On a eu la chance d’être accepté dans l’un d’entre eux au cœur du Rajasthan. C’est donc de ce côté-là que nous allons voyager. On fera donc d’abord 2 semaines de voyage en sac à dos, puis on finira par 2 semaines à l’ashram.
Bien choisir où atterrir
Clairement, Delhi nous est apparu comme le pire lieu pour débarquer pour la première fois en Inde. Alors on a cherché un autre aéroport international, pas trop loin du Rajasthan et dans une ville beaucoup moins fréquentée par les touristes débutants, ces « proies faciles ». Le tout en voyageant low-cost et direct depuis l’Asie du Sud-Est, bien entendu.
De cette loterie est sortie Lucknow, une ville du Nord de l’Inde, à l’Est d’Agra. « Seulement » 3 millions d’habitants, et apparemment une destination peu courante pour démarrer un voyage dans le pays. Peut-être que là, on se prendrait moins le choc culturel et les pièges à touristes en pleine tête.
Soigner son arrivée
Nos billets en poche, ne restait plus qu’à organiser notre arrivée à Lucknow, à trouver le meilleur rapport propreté-prix de la ville, à trouver comment y aller et pour quel prix, à nous assurer qu’il y aurait bien quelqu’un pour nous y attendre malgré une arrivée un peu tardive, etc.

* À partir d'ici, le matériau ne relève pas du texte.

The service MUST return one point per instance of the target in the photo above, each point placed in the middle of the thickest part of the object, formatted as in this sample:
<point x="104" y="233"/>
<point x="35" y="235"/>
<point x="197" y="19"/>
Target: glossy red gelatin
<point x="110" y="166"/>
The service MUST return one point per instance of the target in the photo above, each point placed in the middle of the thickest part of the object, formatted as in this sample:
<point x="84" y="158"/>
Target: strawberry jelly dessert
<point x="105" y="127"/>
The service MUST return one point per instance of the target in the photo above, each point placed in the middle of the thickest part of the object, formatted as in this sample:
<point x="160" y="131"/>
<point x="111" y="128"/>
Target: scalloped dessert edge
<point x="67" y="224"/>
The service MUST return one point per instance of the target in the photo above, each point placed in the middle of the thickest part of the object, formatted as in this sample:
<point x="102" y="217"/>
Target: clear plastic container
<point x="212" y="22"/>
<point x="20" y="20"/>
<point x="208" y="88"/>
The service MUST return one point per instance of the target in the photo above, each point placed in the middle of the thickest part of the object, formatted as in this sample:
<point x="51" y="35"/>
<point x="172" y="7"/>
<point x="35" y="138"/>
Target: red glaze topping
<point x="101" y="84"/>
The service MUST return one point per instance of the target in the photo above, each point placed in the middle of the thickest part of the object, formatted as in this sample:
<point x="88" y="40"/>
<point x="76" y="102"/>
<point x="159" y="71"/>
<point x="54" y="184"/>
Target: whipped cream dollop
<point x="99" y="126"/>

Jamais je n’avais autant potassé TripAdvisor pour réserver un hôtel et fouillé internet pour étudier le trajet pour s’y rendre depuis l’aéroport. Une arrivée des plus soignées, donc.
Quelques semaines plus tard, à Singapour, c’est néanmoins avec la boule au ventre que j’embarquais dans cette avion à destination de la capitale de l’Uttar Pradesh, cet Etat de quelques 200 millions d’habitants (!) qui n’est rien d’autre que le plus peuplé d’Inde.
L’immigration Indienne, ça déride !
Dans l’avion, on constate effectivement qu’on n’est loin d’être en partance pour une destination touristique majeure. La quasi-totalité des passagers semble d’origine Indienne. Impression vite confirmée à l’arrivée à l’immigration : les guichets pour les touristes munis d’un e-visa sont fermés. Les agents d’immigration nous indiquent d’attendre que tous les Indiens (et les quelques détenteurs de visas « classiques ») soient passés, et qu’ils s’occuperont de nous après. Avec deux autres Chinois, nous ne sommes que 4 sur ce vol à arriver avec un e-visa. Bien vu, la destination non touristique !
On comprend rapidement les raisons de cette attente, lorsque les agents d’immigration font laborieusement passer les deux Chinois devant nous. A Lucknow, les e-visas, ils n’ont pas trop l’habitude ! Mais avec nous, c’est carrément devenu hilarant… même si on a dû s’astreindre à un peu de retenue, frontière oblige.
Pas moins de cinq personnes, pour deux guichets, essayent vainement de comprendre comment marche le e-visa dans le système informatique :
« Et là on fait quoi ? Et maintenant je clique où ? » . Quand c’est pas l’ordinateur, c’est le capteur d’empreintes digitales qui fait des siennes. Lui non plus ne semble pas servir souvent…
Enfin, après une demi-heure d’hésitations, et l’appel de la chef, ils sont finalement prêts à nous apposer le précieux coup de tampon sur notre passeport. Ah ben non, ils n’ont pas le bon tampon ! Ils partent en chercher un autre, pendant que nous on commence à chercher où ils ont caché la caméra…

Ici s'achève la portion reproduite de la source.